Annexe XIII
Les catholiques grenoblois et la mémoire longue de la Révolution Française 1925 .

«  LE VRAI SENS DU 14 JUILLET.

Le 14 juillet ? La fête de la Bastille. Telle est la réponse quasi unanime de la majorité des Français. Elle n’est pas absolument exacte. Si, ce jour-là se commémore bien cette petite émeute parisienne qu’on éleva au rang de symbole, le premier anniversaire qui eut lieu, l’an suivant, revêtit un bien autre caractère. Ce qu’on célébra, le 14 juillet 1790, se fut, bien plus qu’un épisode de la lutte pour la liberté, un vaste effort vers la fraternité retrouvée [...].

14 juillet, fête de la fédération... Le mouvement des fédérations est certainement le plus important des élans spirituels qu’a provoqués la grande secousse de 89. Il est une réaction spontanée de la conscience française en face de l’anarchie menaçante. Il est le témoignage de cette fraternité que les Français font souvent semblant d’oublier, mais qui tisse ses liens au cœur même de leur histoire.
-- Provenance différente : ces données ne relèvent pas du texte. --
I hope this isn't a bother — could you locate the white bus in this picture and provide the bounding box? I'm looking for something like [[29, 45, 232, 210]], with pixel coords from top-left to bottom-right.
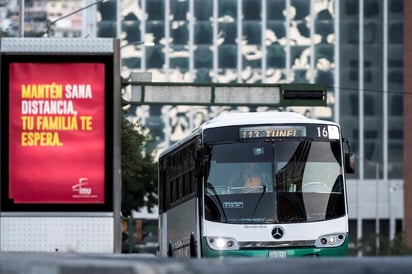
[[159, 112, 353, 258]]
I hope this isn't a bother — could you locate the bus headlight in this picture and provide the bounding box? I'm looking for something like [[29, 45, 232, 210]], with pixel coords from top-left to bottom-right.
[[315, 233, 345, 247], [206, 237, 239, 250]]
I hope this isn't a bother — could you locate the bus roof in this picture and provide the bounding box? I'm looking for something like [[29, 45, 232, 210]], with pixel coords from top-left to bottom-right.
[[159, 111, 337, 158], [201, 111, 335, 129]]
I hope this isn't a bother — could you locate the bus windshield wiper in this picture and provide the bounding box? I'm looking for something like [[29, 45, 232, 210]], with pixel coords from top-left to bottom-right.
[[252, 185, 267, 223], [206, 182, 227, 222]]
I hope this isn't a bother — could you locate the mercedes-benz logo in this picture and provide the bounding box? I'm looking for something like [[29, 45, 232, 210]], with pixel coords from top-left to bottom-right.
[[272, 226, 285, 240]]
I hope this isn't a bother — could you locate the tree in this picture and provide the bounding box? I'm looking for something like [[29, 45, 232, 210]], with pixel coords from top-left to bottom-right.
[[121, 113, 157, 216]]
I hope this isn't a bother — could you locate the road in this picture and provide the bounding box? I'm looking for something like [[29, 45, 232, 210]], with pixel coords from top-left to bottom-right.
[[0, 252, 412, 274]]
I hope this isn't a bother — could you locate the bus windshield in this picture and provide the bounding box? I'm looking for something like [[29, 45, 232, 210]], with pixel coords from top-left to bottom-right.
[[204, 139, 346, 224]]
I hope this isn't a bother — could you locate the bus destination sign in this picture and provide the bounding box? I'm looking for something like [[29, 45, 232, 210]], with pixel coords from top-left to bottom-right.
[[239, 126, 306, 139]]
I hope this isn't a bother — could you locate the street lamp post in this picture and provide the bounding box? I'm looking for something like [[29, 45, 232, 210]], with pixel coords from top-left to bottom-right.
[[375, 163, 380, 255]]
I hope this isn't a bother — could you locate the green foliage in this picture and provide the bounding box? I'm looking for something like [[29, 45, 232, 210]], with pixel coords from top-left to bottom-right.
[[121, 111, 157, 216]]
Au lendemain de la prise de la Bastille, les cadres royaux s’écroulent dans le pays entier. Les soldats n’obéissent plus aux officiers, et les juges ne rendent plus la justice. Partout le désordre... C’est alors que se produisit cette réaction spontanée, instinctive, du peuple de France, aux forces qui la minaient.

Le mouvement naît en Dauphiné, à Étoile, près de Valence. Le Dauphiné, qui avait donné le premier élan vers la liberté, à Vizille, le donne aussi vers la fraternité [...].

Ainsi cette fête du 14 juillet revêt-elle l’immense importance de prouver à quel point la Révolution, bien loin d’être une rupture, demeure dans la continuité de l’histoire française. Elle s’intègre dans toute une tradition. Elle prouve que par delà les erreurs et les dissentiments, la France sait se retrouver comme une vivante communauté. Le grand rassemblement des terres françaises avait été accompli par les rois, en mille ans. Toute une politique de conquête, de mariages, d’achats, d’héritages, avaient patiemment uni le pays à l’intérieur des frontières. Mais cet effort n’avait jamais été séparé de la volonté profonde, intime, du peuple français. Entre les deux, il y avait toujours un accord. Bouvines, Jeanne d’Arc, au moment où l’autorité royale semble crouler, pour que le lien ne se rompe pas, les Français l’affirment avec solennité. L’unité nationale a désormais ses bases dans l’expression publique d’une volonté libre. Ensuite pourront venir des erreurs sanglantes, d’affreux déchirements : cette volonté, quoi qu’on fasse, demeurera au cœur de notre peuple...

Daniel ROPS. »

Notes
1925.

Le Réveil, numéro du 13 juillet 1945, 1ère page.